With urban areas struggling with traffic congestion, AI solutions have emerged in accessing real-time information from vehicles for traffic management, and utilizing mobility on demand in trip planning through a single user interface.


Science Direct

In our previous infrastructure post, we explored some of the potential AI has to create an intelligent transportation infrastructure that enhances individual safety, reduces traffic congestion, and generally makes moving people and things throughout the built environment more efficient. As we explore ideas like smart cities and AI-powered infrastructures, however, critical concerns arise: how can we gather and safeguard the enormous amount of data required for this transformation while respecting and prioritizing the sovereignty of the individual’s data?


Solving the Data Puzzle

91% of New Cars Sold in the US Were Connected in 2020 ; via SmartCar.

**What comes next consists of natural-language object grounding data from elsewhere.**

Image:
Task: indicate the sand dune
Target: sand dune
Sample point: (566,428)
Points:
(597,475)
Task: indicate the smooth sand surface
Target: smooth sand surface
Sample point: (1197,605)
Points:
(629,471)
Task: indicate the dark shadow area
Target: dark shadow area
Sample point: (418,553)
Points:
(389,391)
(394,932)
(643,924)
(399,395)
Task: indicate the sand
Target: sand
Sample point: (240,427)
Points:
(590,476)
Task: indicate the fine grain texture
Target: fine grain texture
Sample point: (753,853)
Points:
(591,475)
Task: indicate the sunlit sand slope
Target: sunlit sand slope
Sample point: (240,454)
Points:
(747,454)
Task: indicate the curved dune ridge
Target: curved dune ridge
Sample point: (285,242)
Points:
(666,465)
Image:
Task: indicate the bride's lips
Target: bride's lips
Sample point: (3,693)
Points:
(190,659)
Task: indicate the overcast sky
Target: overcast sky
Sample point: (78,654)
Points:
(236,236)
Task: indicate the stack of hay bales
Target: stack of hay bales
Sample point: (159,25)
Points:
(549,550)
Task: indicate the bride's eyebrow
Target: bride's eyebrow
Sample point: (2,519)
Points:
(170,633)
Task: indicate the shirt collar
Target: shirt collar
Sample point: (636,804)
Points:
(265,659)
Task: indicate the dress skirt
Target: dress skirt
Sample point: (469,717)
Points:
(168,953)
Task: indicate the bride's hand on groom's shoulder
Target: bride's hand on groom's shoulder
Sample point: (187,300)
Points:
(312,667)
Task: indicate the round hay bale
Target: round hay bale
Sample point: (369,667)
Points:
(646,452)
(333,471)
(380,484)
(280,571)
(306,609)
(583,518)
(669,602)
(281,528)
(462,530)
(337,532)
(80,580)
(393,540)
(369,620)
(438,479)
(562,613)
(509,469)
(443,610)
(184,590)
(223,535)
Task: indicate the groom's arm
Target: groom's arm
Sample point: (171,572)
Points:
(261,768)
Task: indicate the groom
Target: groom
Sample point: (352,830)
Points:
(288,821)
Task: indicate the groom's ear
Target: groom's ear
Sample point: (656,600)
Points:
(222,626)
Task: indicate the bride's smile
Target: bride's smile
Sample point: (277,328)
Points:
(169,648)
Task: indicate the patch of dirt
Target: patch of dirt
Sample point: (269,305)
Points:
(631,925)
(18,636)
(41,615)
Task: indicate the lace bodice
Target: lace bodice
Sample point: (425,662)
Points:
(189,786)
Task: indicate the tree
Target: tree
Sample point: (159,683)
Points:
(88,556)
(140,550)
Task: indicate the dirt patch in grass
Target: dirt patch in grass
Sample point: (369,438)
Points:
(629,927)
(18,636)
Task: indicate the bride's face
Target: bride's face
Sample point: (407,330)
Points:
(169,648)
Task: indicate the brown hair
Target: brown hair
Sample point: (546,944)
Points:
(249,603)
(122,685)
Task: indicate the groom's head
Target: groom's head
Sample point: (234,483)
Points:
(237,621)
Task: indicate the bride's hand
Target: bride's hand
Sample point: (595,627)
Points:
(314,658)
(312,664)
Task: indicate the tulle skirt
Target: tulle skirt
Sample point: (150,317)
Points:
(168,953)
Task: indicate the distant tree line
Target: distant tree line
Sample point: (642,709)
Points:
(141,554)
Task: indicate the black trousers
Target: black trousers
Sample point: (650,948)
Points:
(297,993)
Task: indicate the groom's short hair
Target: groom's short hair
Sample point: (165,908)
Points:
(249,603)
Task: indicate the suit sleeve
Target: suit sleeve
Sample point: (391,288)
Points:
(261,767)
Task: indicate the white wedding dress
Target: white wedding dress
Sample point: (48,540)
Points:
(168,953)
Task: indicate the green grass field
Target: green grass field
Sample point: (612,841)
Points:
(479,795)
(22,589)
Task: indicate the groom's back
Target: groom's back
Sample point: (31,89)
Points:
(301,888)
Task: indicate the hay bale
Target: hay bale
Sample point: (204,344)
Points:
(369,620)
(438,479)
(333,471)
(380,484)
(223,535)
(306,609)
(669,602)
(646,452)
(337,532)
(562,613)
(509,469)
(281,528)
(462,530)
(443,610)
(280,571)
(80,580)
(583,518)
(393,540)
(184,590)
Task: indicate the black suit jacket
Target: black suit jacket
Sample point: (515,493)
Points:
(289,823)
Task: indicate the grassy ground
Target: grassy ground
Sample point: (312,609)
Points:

Data is the heart and soul of the AI-driven transformation of transportation. Imagine this data as tiny puzzle pieces that, when put together, create a clear picture of our traffic landscape. These puzzle pieces come from various sources:

  • Vehicles: Modern cars and trucks are already equipped with sensors that can help AIs predict traffic flow and identify potential congestion points by collecting information about speed, location, and even driver behavior to an extent that baffles industry outsiders. “The United States had the largest percentage of connected vehicles sold in 2020,” writes SmartCar’s Charlotte Kosche. “Of all passenger cars sold, around 91% were connected. That’s over 13 million connected vehicles sold in the US alone (in 2020).”
  • Buildings and Infrastructure: Smart city initiatives involve embedding sensors in roads, traffic lights, and infrastructure to monitor real-time conditions. This allows AI to adapt traffic signals based on actual traffic, minimizing wait times and reducing idling.
  • Mobile Devices: Our smartphones emit signals that provide insight into pedestrian movement, helping AI make safer decisions for drivers, passengers, pedestrians, and cyclists — basically anyone who lives, works, or plays on our cities’ streets and sidewalks.


Guarding the Treasure Trove

While the potential benefits of applying the power of AI to streamline our transportation needs are indisputable, data privacy and the right of the individual to opt out of data collection remain paramount. Their data is incredibly valuable — and, like a precious gem, it must be protected. Here’s how:

  • Anonymization: The data stream is stripped of Personally Identifiable Information (PII) before it’s used. This way, AI works with data in a form that can’t be easily traced back to specific individuals.
  • Encryption: Data, even after being stripped of PII, is encrypted during transmission and storage, making it virtually unreadable to unauthorized parties.
  • Consent and Transparency: Users are informed about data collection practices, and their consent is obtained before any data is used. Think of it as giving someone the keys to your treasure chest only after explaining what’s inside.
  • Access Limitation: Only authorized, vetted individuals would have access — and only to information that’s relevant to the work they’re expected to do. City planners, police departments, and civil engineers would have access to some the data, but not all the data, thereby reducing the risk of its misuse.


AI For Privacy + Progress

The best part of this is that, while the massive amounts of data being gathered and analyzed makes keeping it private and secure a monumental task, we’re not in it alone. The same AI technology that will help streamline our transportation networks and local infrastructures can also help keep that data safe. In addition to some of the built-in safeguards we discussed above, AI can add:

  • Data Minimization: AI only uses the minimum amount of data required to achieve its goals. This means less personal information is processed, reducing privacy risks.
  • Local Processing: A growing number of AI solutions offer the ability to process data locally, on individual devices or within specific geographic areas and (crucially) without sending sensitive data to a central or cloud-based server, minimizing the threat of potential interception.
  • Differential Privacy: This technique adds a bit of noise to the data, making it harder to link specific data points to individuals.
  • Constant Learning: AI continuously learns and adapts, which means it can improve its predictions over time without needing to access sensitive individual data.


The future of intelligent infrastructure is undeniably exciting, and the potential to work with artificial intelligence to develop safer roads, reduce congestion, and provide a healthier environment for future generations is inspiring — but this journey will take place on a high wire, balancing the needs of progress and privacy. By anonymizing, encrypting, and securing data while leveraging AI’s unique capabilities, we can embrace a transportation revolution that doesn’t compromise our personal privacy.